The evidence discipline behind Signal Scanner, Change Tracker and Decision Intelligence.
Shaping Tomorrow’s evidence standard is the sourcing and verification process behind our Decision-Readiness products. It ensures that Signal Scanner, Change Tracker and Decision Intelligence outputs are built from real, dated, weighted and inspectable sources, with a clear separation between source evidence and Shaping Tomorrow’s interpretation.
Every Shaping Tomorrow output rests on an evidence base built and checked to a fixed standard, so clients can see what each judgement is founded on.
Decision-grade intelligence is only as trustworthy as the evidence supporting it. We treat sourcing as a discipline: every factual claim traces to a real, published document, weighted by how authoritative that document is. We are also explicit about the difference between what our sources state and what Shaping Tomorrow concludes from them.
This standard applies across our Decision-Readiness products: Signal Scanner, Change Tracker and Decision Intelligence.
Each source travels through the same staged process before it can support our analysis.
Casting the net across credible sources
Sourcing begins with structured scanning across Athena’s validated global source universe.
This includes researchers, regulators, government bodies, think tanks, industry bodies, investors, company disclosures, specialist trade sources and quality journalism.
The purpose is to identify early signals as well as established trends, not simply to retrieve the first few search results.
Real documents, accurately represented
Each source must be a real, published document, and it must genuinely say what we say it says.
Specific figures must be traced to a source that publishes that exact figure. Where a source does not support a claim directly, it cannot carry that claim.
No silent ageing of evidence
Publication dates are read from the document itself wherever possible.
Dates are not assumed from a web address, headline or search result. This prevents older material being quietly presented as more current than it is.
Source tier governs the load it can carry
Every source is graded into one of four tiers. The tier governs how much weight the source can carry in the analysis.
A regulator, primary company disclosure or peer-reviewed paper can support a stronger claim than a vendor blog, promotional article or advocacy source.
Time-bounded evidence cycles
Each intelligence cycle works to a stated time window.
Older material is used only where it is genuinely foundational, such as legislation, long-run datasets, standards, scientific baselines or historical reference points. Where older sources are used, they are clearly marked.
Verification before release
Before an output is delivered, it passes a verification process.
Final checks confirm that sources are properly dated, source links are valid, and cited claims match the evidence base.
An output is not released until the evidence checks pass.
Sources are graded by their authority, not by whether they support the argument.
Peer-reviewed research, government and regulator data, central-bank releases, court documents, legislation, standards bodies and primary company disclosures.
Use: Can support core factual claims and load-bearing judgements.
Major consultancies, multilateral bodies, established research institutes, reputable data providers and recognised expert organisations.
Use: Can anchor a headline claim where primary evidence is unavailable or where the source is itself a recognised authority.

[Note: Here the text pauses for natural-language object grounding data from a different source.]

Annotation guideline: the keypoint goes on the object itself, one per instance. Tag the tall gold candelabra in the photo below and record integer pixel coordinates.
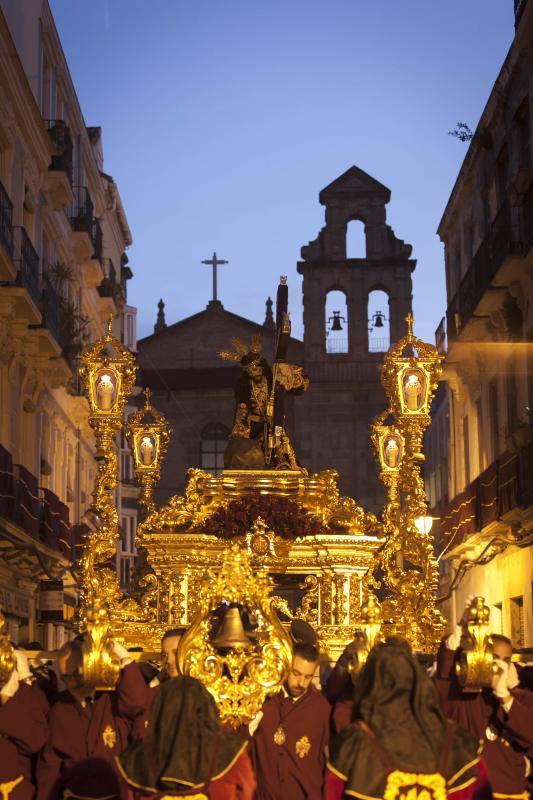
(410, 375)
(107, 372)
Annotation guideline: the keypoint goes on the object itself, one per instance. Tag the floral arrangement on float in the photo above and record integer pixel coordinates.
(287, 518)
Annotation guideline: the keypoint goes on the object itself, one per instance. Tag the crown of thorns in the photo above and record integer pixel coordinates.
(241, 349)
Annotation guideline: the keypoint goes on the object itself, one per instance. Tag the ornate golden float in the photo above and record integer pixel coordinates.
(329, 573)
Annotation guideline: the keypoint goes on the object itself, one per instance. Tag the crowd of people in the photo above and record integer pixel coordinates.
(394, 730)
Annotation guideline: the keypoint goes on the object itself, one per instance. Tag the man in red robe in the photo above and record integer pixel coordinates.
(23, 729)
(500, 716)
(85, 726)
(289, 744)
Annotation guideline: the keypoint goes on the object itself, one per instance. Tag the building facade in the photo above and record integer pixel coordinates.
(480, 447)
(345, 336)
(63, 271)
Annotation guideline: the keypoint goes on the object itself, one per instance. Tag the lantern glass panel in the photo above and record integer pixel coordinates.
(105, 389)
(147, 449)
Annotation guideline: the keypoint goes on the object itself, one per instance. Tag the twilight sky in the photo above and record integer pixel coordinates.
(223, 120)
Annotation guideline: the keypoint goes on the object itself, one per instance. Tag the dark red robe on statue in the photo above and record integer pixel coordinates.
(294, 768)
(507, 737)
(99, 731)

Quality journalism, specialist trade press and industry commentary.
Use: Useful for corroboration, context and market colour, but does not usually stand alone for a board-level claim.
Material from commercial vendors, advocacy groups, campaign organisations or sources with an explicit position.

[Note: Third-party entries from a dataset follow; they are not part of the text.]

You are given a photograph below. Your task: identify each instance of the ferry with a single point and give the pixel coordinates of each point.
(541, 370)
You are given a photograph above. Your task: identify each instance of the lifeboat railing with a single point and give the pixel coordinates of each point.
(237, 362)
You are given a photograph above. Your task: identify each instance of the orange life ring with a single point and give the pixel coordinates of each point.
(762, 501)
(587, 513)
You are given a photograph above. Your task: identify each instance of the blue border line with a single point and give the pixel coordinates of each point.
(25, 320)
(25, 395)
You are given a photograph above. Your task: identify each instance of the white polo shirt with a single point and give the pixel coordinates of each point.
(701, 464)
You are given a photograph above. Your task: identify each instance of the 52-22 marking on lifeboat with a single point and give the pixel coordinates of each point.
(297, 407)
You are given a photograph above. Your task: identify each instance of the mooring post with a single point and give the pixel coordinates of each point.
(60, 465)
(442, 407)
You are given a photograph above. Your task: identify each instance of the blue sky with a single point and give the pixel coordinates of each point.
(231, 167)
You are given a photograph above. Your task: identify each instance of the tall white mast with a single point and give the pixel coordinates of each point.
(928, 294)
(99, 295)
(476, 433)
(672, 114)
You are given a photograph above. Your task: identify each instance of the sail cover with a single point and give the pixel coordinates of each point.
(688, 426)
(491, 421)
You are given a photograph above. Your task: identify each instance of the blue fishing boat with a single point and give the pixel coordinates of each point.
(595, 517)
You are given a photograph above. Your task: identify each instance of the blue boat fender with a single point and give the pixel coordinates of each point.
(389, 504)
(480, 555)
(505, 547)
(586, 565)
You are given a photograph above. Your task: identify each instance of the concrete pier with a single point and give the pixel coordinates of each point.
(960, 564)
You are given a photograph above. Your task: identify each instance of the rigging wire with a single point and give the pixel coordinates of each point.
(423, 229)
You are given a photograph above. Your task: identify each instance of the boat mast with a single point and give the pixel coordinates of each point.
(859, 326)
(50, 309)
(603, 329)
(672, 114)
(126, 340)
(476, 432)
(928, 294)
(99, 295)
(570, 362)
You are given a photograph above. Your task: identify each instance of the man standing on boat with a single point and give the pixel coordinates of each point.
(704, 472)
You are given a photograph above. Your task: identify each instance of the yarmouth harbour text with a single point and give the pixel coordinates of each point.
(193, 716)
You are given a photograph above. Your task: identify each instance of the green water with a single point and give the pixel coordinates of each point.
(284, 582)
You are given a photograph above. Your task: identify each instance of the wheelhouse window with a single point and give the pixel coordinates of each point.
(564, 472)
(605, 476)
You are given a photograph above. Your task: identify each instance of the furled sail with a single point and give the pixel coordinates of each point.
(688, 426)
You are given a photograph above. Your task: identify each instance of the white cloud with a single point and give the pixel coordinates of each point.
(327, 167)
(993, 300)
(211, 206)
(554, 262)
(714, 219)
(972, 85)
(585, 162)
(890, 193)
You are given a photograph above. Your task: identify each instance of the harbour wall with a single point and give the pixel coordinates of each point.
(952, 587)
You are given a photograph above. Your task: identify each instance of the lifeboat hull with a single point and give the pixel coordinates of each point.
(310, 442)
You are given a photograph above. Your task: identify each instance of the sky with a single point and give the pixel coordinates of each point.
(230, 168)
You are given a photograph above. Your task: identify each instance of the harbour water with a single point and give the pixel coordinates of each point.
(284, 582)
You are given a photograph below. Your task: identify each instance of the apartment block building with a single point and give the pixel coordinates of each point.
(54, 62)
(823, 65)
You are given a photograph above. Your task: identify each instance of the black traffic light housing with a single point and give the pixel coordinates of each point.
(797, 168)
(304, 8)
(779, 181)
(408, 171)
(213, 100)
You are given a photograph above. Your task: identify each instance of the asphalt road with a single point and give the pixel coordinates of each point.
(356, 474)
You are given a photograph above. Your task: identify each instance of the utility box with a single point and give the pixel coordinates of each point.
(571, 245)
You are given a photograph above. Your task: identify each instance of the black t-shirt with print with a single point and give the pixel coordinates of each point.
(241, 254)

Use: Used only as directional context and flagged as such.
Where appropriate, Shaping Tomorrow outputs include a Source Confidence Register.
It shows clients exactly where the evidence base is strong and where it is thinner.
A transparent list of every source informing the analysis.
The authority grade assigned to each source.
Clear traceability from claim to evidence.
Publication dates verified from the source.
Areas of high corroboration and authority.
Areas that remain directional or contested.
Where the best available evidence on a subject is weak, partial or contested, we say so rather than overstating confidence.
Where reporting ends and analysis begins
Source verification confirms that a source is real, dated and relevant. It does not, by itself, prove that an interpretation is correct.
That distinction matters.
Shaping Tomorrow separates what the evidence states from what we conclude by reading across the evidence base. Where an output includes a comparison, a superlative such as “largest” or “first”, or a judgement drawn from multiple sources, that interpretive step is made visible.
This helps clients see where reporting ends and analysis begins.
More than citations — faithful representation
Decision-grade intelligence requires more than citations. It requires fidelity between the source and the claim.
This reduces the risk of fluent but unsupported analysis.
The result is intelligence that can be inspected, not merely trusted.
Clients can follow source links to real, dated documents. They can see how evidence has been tiered. They can understand where confidence is high, where it is conditional and where Shaping Tomorrow is making an analytical judgement.
Our forecasts and implications remain judgements. But the evidence beneath them is visible, structured and testable.
That is what makes the output decision-grade.